RBS’s offices were originally raided in June 2008 when Barclays approached the OFT to report the exchange of information in return for immunity from fines. Following a relatively short investigation (by cartel standards), RBS has agreed to pay the fine in the spirit of direct settlement which is becoming increasingly common in OFT decisions. The OFT’s investigation found that “individuals in RBS’s Professional Practices Coverage Team had unilaterally disclosed generic as well as specific confidential future pricing information to their counterparts at Barclays Bank”. Had RBS chosen not to cooperate in this way, the OFT’s fine would have been £33.6 million.
The conduct in question occurred between October 2007 and February 2008 “on the fringes of social, client or industry events or through telephone conversations”. The disgraced Fred Goodwin was CEO of RBS at the time. By the end of 2008, RBS’s reckless incompetence in other activities had brought it to the brink of bankruptcy. The government had to step in and bought what became an 84% stake in the bank in order to prevent it from folding.
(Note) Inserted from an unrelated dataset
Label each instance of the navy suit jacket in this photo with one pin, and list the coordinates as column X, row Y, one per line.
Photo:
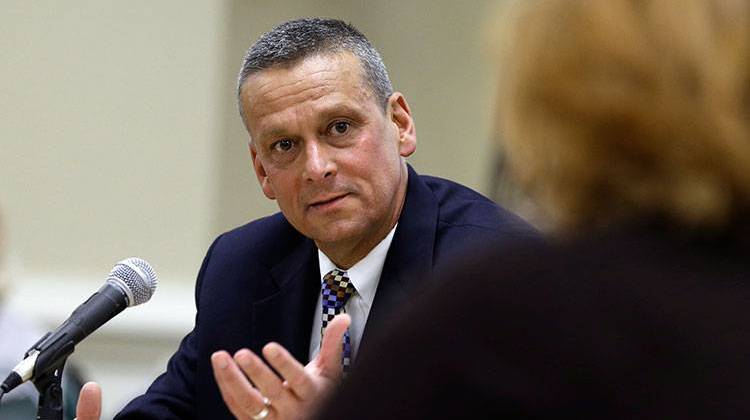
column 260, row 283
On the face of it, the fine may appear entirely counterproductive. £28.6 million is to be paid by a company essentially owned by the taxpayer which, made losses of £3.6bn for 2009. Some might argue the result is a pointless movement of public money in a complete circle (as fines go to the treasury), with substantial administrative costs involved.
However, the OFT is absolutely right to impose a significant (if not unprecedented) fine on an apparently serious breach of competition law, even in the face of the current economic downturn. The timing of the infringement in the early months of the credit cruch demonstrates the heightened danger of cartel practices during difficult trading times. Businessmen who would not consider price fixing to be an acceptable strategy during a boom, may look on it very differently where there is a real danger of unemployment or insolvency. It would be very easy for the OFT to succumb to pressure for ‘soft’ enforcement during an economic downturn. By instead pressing on with hard enforcement against cartel practices, the regulator sends out a strong message about competition which could ultimately benefit the economy and speed up the recovery. There is also the intriguing possibility that the current shareholders could sue the offending executives.
An added twist to this tale is that the offence was by the Professional Practices team and lawyers are among the alleged victims identified by the OFT. If there was ever an OFT decision to create a splash in the stagnant pond that is private enforcement, this may be it.